DOI: 10.1038/s41467-018-04794-5
“Recently, template-assisted synthesis approaches have been adopted to realize hollow microspheres and nanospheres for a plethora of applications, including catalysis, energy storage, drug delivery etc.40,41. These templates, being either hard (e.g., silica, carbon) or soft (e.g., micelles, emulsions), are coated via techniques that typically involve the precipitation of inorganic precursors onto their surface or the layer-by-layer assembly of inorganic particles42,43. The final structure, obtained after the selective removal of the template via dissolution, etching or thermal decomposition, is composed of a hollow interior that is contained by an often mesoporous shell44. To limit the complexity and to increase the throughput of the synthesis procedure, a favorable approach would involve the simultaneous formation of the template and the precipitation of the compound(s) of interest.”
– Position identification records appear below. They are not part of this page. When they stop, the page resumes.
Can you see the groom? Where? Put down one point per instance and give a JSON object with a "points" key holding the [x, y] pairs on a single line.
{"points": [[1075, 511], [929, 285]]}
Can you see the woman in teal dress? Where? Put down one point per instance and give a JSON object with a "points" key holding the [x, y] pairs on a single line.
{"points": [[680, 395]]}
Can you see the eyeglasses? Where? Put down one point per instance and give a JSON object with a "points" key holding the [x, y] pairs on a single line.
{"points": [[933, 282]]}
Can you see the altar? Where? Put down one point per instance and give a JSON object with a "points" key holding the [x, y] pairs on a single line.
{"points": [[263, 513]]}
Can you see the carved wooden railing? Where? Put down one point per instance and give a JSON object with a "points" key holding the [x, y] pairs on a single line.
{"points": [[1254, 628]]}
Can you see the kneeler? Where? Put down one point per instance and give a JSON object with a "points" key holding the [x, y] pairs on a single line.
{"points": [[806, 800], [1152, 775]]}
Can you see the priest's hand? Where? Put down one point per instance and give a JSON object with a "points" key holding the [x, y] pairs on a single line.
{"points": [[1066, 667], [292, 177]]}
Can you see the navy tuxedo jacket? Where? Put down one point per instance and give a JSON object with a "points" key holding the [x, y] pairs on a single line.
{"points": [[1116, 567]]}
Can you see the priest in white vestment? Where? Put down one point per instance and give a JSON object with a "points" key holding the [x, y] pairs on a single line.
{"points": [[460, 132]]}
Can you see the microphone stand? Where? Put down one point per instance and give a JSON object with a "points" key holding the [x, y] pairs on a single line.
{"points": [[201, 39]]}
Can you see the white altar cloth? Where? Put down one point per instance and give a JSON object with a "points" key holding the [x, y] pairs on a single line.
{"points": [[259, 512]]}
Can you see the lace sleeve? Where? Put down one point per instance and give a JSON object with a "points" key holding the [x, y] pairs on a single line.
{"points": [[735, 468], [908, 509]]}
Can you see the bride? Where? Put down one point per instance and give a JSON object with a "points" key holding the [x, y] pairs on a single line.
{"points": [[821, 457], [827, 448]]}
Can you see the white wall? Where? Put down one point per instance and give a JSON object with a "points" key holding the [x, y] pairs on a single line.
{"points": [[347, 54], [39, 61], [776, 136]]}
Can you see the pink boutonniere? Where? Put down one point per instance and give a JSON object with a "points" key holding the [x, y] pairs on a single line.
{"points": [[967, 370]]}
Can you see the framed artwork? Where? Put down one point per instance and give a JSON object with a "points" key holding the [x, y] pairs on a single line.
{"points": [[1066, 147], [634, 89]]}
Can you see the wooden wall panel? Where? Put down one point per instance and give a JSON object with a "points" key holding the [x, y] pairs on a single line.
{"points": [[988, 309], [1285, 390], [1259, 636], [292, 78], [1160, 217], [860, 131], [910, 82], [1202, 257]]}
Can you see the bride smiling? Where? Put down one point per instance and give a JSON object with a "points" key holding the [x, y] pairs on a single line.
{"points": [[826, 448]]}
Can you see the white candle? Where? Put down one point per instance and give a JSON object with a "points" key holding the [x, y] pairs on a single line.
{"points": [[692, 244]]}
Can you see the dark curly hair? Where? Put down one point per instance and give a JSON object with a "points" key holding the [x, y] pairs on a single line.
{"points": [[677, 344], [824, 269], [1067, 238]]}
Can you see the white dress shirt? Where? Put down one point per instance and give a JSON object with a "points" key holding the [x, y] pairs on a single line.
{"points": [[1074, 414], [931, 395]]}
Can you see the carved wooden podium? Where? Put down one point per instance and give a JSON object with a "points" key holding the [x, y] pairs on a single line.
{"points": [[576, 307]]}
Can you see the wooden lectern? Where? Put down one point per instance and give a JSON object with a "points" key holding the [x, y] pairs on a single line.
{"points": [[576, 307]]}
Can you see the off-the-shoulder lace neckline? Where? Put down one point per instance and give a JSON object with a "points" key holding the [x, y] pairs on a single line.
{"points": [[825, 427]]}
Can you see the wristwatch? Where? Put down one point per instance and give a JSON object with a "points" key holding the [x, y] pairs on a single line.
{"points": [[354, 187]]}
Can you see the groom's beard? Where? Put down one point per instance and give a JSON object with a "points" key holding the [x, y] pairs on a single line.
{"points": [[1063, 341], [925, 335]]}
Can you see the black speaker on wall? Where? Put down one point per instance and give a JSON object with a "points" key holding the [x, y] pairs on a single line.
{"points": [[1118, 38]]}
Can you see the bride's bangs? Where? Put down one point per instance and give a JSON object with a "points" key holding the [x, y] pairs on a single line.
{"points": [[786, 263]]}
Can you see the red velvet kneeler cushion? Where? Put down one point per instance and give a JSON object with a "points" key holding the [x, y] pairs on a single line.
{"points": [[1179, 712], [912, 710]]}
“Herein, we report a facile, template-assisted synthesis approach to yield a highly effective, MgO-stabilized, CaO-based CO2 sorbent that relies on environmentally benign precursors. The synthesis protocol adopted here features the aforementioned desirable one-pot characteristics. Carbonaceous spheres, formed in situ from a xylose precursor during hydrothermal synthesis, act hereby as a template and encapsulates compounds of Ca and Mg that are precipitated simultaneously via the hydrolysis of urea. Thermal removal of the template yields hollow microspheres with highly porous shells. The resultant structures contain all of the key features that are essential to yield a CaO-based sorbent with a high and cyclically stable CO2 uptake. After 30 cycles of calcination and carbonation under “harsh” operating conditions, the CO2 uptake of the materials synthesized is 0.50 gCO2/gsorbent (equivalent to a capacity retention of 83%), exceeding the capacity of the benchmark limestone by almost 500%.”